Reeve Waud and the Case for AI-Driven Due Diligence in Private Equity

Private equity due diligence is fundamentally a filtering problem dressed up in the language of investigation. You look at hundreds of potential acquisitions. You eliminate most of them quickly. You spend serious time and money examining perhaps ten. You buy maybe one. The cost of getting that filtering wrong is enormous-you might spend half a million dollars evaluating a company only to discover late that it’s a bad fit. Or you might eliminate a good one at the first screen because your heuristics are too crude.

Reeve Waud’s appointment of Prithvi Raj as Chief AI and Data Officer opens a window into how forward-thinking PE firms are attacking this problem. The role sits at the intersection of deal sourcing, target evaluation, and risk assessment. That’s where AI can reshape the entire workflow.

The Due Diligence Bottleneck

Due diligence in private equity works roughly like this. An investment team finds a target. Accountants examine the financial statements. Lawyers review contracts. Operational consultants interview customers and employees. Industry experts provide context. At the end of this process, which can take weeks or months, the team either says yes or no.

The bottleneck is obvious: this process is expensive, slow, and depends heavily on the expertise and instincts of the people running it. Two investment teams can look at the same company and reach different conclusions. One team misses the fact that a major customer has quietly diversified its suppliers. Another team doesn’t catch that the management team’s background doesn’t align with the company’s growth strategy.

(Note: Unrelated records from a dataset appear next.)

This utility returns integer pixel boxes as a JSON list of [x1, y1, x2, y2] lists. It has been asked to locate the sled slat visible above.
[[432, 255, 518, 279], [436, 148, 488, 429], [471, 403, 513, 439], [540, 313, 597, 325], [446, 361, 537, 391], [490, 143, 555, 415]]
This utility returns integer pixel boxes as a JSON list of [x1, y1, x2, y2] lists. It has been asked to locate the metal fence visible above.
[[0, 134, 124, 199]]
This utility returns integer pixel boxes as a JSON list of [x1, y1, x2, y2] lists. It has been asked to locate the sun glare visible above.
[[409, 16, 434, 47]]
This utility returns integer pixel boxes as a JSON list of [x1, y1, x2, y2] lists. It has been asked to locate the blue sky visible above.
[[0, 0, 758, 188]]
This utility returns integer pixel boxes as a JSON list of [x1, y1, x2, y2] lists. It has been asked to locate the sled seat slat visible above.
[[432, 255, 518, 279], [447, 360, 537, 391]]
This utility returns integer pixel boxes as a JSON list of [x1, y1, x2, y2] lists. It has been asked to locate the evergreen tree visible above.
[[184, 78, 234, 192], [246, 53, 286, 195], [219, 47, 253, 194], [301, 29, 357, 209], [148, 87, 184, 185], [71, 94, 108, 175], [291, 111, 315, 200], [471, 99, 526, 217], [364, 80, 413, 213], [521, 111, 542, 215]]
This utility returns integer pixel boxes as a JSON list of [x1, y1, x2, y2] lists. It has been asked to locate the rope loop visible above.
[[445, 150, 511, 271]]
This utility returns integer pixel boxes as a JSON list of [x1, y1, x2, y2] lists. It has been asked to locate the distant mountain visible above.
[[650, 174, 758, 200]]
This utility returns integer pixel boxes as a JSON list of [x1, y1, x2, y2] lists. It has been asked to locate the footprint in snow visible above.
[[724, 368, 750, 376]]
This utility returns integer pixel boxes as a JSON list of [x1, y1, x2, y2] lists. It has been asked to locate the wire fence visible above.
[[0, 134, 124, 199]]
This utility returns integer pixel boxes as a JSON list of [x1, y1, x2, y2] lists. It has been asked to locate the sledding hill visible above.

Reeve Waud has completed more than 500 platform investments and follow-on transactions since the firm’s founding in 1993 by Reeve Waud. That’s 500 investments where the team made a due diligence call, the company was acquired, and then the actual results rolled in. Most PE firms treat that history as narrative-stories told at partner meetings about what they learned. Reeve Waud, by embedding AI throughout the investment process, can treat that history as data.

What Better Intelligence Looks Like

Deal sourcing benefits from Prithvi Raj‘s Newmark experience, where he built predictive analytics systems for real estate. The same approach applies here: if you have data on company characteristics, founder backgrounds, market conditions, and outcomes, patterns emerge. Which revenue models are predictable despite pitch deck claims?

An AI layer supplements rather than replaces human judgment. An investment professional with 15 years of experience has strong instincts usually shaped by availability bias-recent deals stick more than old ones, successes more than failures. AI flags patterns the human mind naturally misses.

Target evaluation gets more specific. Reeve Waud’s typical equity check ranges from 75 million to 200 million dollars. At that scale, the difference between 15 percent and 25 percent annual growth is worth tens of millions. AI-driven analysis of historical financial data, customer concentration, and competitive positioning tightens growth estimates. It won’t replace human judgment but makes it informed rather than intuitive.

Risk Assessment and the Pattern Recognition Problem

Risk assessment is where AI’s advantages become obvious. A legal team looking at a contract sees words and precedents. A data system looking at the same contract, combined with historical data on how similar contractual terms have played out across a PE firm’s portfolio, sees patterns. Which customer contracts have historically preceded customer churn? Which vendor contracts have hidden cost escalation risk? Which employment contracts tend to see retention issues?

Prithvi Raj works alongside Reeve Waud’s investment and portfolio operations teams. That positioning matters because real risk assessment value doesn’t come from analyzing a single company in isolation. It comes from saying: here’s this target company, and here’s how it patterns against the 500 other companies Waud Capital has invested in. That company’s customer concentration looks like the three companies that failed post-acquisition. Its debt maturity schedule looks like the five companies that had severe operational stress in year two. That’s not a prediction; it’s a signal. Signals this specific and grounded in actual portfolio history tend to be worth attention.

The firms that will dominate PE over the next five years won’t be those that hired AI because everyone else did. They’ll be the ones that embedded AI into the actual mechanics of how deals get evaluated and managed. Reeve Waud’s structure suggests the firm intends to be in that category.